What is the "Least Restrictive Environment"? The answer might surprise you.

Least Restrictive Environment (LRE) is a contested topics among parents and schools in special education. Can a student's individual LRE change as their needs change?

The simple answer to this is, no. The least restrictive environment is defined in IDEA (the law governing special education) as the general education classroom. Always. The goal for all students receiving special education services is to be educated "to the maximum extent possible" with their non disabled peers. By this logic, being in a self contained classroom is not meeting LRE. LRE actually is on a continuum. The graphic below illustrates LRE

Students can move up and down the continuum as their needs change. But a self contained classroom is not "least" restrictive, even if a student needs that level of environment.

What really changes when a student needs more or less intensity, is their version of FAPE (free and appropriate public education). In particular, the "A", as in, appropriate, can change fluidly and even rapidly.
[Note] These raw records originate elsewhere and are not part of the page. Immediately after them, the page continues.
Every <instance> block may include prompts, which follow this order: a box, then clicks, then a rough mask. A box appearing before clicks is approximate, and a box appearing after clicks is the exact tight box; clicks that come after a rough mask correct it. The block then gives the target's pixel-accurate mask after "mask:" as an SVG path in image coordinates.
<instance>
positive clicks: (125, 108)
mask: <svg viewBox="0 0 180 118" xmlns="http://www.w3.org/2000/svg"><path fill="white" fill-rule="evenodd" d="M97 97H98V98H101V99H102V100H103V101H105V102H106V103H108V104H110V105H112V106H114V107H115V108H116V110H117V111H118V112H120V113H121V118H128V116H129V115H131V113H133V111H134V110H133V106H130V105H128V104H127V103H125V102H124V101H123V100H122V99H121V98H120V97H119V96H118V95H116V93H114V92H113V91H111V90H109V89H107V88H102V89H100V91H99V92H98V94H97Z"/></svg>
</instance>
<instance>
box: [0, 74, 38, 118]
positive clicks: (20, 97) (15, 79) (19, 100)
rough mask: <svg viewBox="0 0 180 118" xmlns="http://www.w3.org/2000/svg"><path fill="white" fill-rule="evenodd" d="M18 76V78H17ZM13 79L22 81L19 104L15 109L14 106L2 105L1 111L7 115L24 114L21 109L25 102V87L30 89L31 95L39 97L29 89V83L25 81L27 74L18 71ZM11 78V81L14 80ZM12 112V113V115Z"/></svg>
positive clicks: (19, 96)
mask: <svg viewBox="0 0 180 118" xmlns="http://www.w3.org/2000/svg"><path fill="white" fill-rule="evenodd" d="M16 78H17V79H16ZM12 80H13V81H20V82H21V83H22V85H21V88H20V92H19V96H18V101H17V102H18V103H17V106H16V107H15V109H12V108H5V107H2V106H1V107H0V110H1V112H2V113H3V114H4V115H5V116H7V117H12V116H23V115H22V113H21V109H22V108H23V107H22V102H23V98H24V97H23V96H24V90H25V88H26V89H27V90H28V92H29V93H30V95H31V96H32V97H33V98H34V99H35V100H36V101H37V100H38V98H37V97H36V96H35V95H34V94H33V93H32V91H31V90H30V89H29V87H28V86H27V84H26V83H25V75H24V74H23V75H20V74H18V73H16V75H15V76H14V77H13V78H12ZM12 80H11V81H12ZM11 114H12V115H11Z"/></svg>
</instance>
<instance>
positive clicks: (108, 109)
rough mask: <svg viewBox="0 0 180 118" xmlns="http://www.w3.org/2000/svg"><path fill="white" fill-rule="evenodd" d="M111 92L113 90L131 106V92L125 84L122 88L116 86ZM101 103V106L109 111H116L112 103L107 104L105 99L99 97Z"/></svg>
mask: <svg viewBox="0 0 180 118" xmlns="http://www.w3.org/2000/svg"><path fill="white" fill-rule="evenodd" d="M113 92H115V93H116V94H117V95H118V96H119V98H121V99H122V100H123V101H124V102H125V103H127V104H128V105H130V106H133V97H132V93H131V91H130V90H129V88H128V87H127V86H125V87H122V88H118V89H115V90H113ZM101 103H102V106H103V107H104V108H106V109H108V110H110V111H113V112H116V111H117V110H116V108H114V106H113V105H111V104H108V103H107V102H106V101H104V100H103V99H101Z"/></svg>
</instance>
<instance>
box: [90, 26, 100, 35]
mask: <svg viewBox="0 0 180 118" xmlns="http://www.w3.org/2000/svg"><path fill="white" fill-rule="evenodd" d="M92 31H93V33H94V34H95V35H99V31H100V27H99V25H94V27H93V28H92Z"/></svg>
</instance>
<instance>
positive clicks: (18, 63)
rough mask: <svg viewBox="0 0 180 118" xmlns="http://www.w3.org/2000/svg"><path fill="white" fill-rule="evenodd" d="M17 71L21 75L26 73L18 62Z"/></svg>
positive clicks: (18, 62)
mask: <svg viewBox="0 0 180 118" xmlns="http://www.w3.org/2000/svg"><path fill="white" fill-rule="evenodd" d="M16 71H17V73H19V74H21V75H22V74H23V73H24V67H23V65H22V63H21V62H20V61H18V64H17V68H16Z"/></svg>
A student's version of a FAPE might be pull out or push in services in a general ed classroom, or it might be a resource room, or it might be a self contained class. But the goal is always to get them educated with non disabled peers as much as possible. Every student with disabilities should spend at least some of the school day in class or activities with non disabled peers. School districts actually measure this as a metric to the US Department of Education. Therefore, in order to be compliant with IDEA, schools need to meet LRE as much as possible, and try to move disabled students down the continuum via supplementary aids and services, related services, etc.